Печальная песня Бабека растрогала посланцев и гостей. Многие из них не знали, что Бабек так искусно играет на тамбуре и так задушевно поет. Не знали, что петь и играть его когда-то научили: табунщики покойного Салмана.

У Кялдании тоже был хороший голос. Девушки и женщины попросили, чтобы теперь сыграла и спела она. Кялдания взяла тамбур у Бабека.

К тому юноше любовь глубока в душе моей. Мне мучения любви многих радостей милей.

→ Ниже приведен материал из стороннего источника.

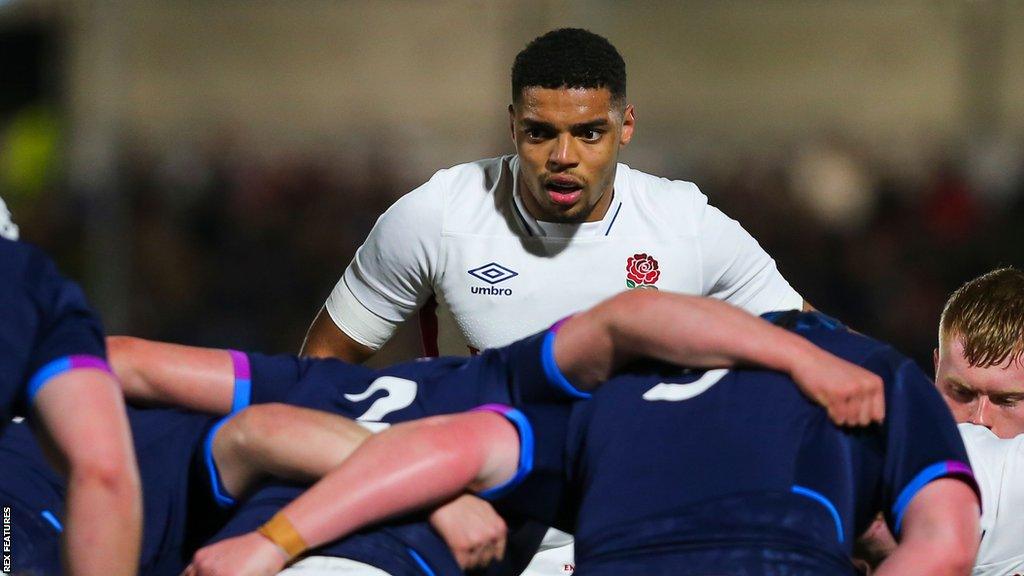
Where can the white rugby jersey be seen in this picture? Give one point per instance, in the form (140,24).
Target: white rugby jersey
(998,467)
(464,251)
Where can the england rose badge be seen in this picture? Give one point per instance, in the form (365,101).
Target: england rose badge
(641,272)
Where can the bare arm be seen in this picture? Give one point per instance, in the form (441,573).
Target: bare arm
(414,465)
(161,373)
(325,339)
(304,445)
(82,412)
(284,441)
(940,533)
(708,333)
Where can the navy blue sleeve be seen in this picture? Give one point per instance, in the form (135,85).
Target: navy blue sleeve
(271,378)
(66,333)
(922,441)
(536,376)
(539,490)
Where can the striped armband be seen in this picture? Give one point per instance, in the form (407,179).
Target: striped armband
(243,380)
(934,471)
(61,365)
(281,531)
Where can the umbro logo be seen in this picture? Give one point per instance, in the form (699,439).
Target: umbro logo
(493,273)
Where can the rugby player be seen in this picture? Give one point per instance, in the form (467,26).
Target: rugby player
(498,249)
(589,345)
(979,371)
(668,470)
(189,464)
(53,373)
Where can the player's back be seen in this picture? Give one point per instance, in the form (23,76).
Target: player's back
(403,392)
(737,472)
(45,318)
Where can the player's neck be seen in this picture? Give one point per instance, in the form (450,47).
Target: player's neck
(596,215)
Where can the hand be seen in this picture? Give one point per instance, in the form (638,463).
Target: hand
(250,554)
(852,396)
(472,530)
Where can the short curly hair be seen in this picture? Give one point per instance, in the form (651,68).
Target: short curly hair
(987,314)
(569,57)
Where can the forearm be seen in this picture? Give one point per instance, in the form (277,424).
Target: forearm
(283,441)
(407,467)
(921,560)
(166,374)
(940,532)
(82,413)
(102,524)
(686,330)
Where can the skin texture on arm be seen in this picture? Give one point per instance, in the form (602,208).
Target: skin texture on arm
(325,339)
(283,441)
(304,445)
(709,333)
(940,533)
(414,465)
(161,373)
(83,417)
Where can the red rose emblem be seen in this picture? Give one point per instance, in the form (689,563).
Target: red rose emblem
(641,270)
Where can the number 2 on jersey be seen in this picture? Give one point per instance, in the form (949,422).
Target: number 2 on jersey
(678,393)
(400,393)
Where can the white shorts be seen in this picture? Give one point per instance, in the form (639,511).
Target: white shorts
(329,566)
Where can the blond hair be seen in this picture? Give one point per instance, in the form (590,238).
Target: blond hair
(987,314)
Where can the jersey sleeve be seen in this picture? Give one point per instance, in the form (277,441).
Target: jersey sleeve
(69,334)
(539,490)
(734,268)
(922,442)
(272,378)
(536,377)
(391,275)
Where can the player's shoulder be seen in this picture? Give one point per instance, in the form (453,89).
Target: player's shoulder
(24,263)
(464,197)
(679,203)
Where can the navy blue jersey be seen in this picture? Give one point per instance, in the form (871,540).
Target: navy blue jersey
(401,547)
(46,327)
(514,374)
(518,373)
(179,511)
(671,471)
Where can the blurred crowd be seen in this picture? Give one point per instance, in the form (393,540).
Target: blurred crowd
(223,247)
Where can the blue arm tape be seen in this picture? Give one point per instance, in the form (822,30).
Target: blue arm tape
(220,494)
(554,375)
(934,471)
(818,497)
(525,430)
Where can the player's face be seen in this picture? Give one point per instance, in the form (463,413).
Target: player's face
(568,141)
(992,397)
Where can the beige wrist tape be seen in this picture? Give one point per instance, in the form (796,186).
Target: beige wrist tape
(280,531)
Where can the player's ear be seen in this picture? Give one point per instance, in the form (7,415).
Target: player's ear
(629,123)
(512,122)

В Баззе голосили петухи. Вершины окрестных гор светлели. Посланцы и гости не заметили, как ночь прошла.

Начальник крепости Мухаммед ибн Баис от зависти и злобы не мог уснуть и ворочался у подножья здания, в котором задавали пир. Он грыз цепь, как раненый лев. "Посмотрим, Бабек, чем ты кончишь! Пой, Кялдания, пой теперь — потом тебе плакать придется".

А между тем в зале баззские красавицы наполняли муганским вином кубки посланцев и гостей, а Кялдания пела:

Мой неукротимый мне жизни собственной желанней. Потерять его боюсь я однажды в урагане.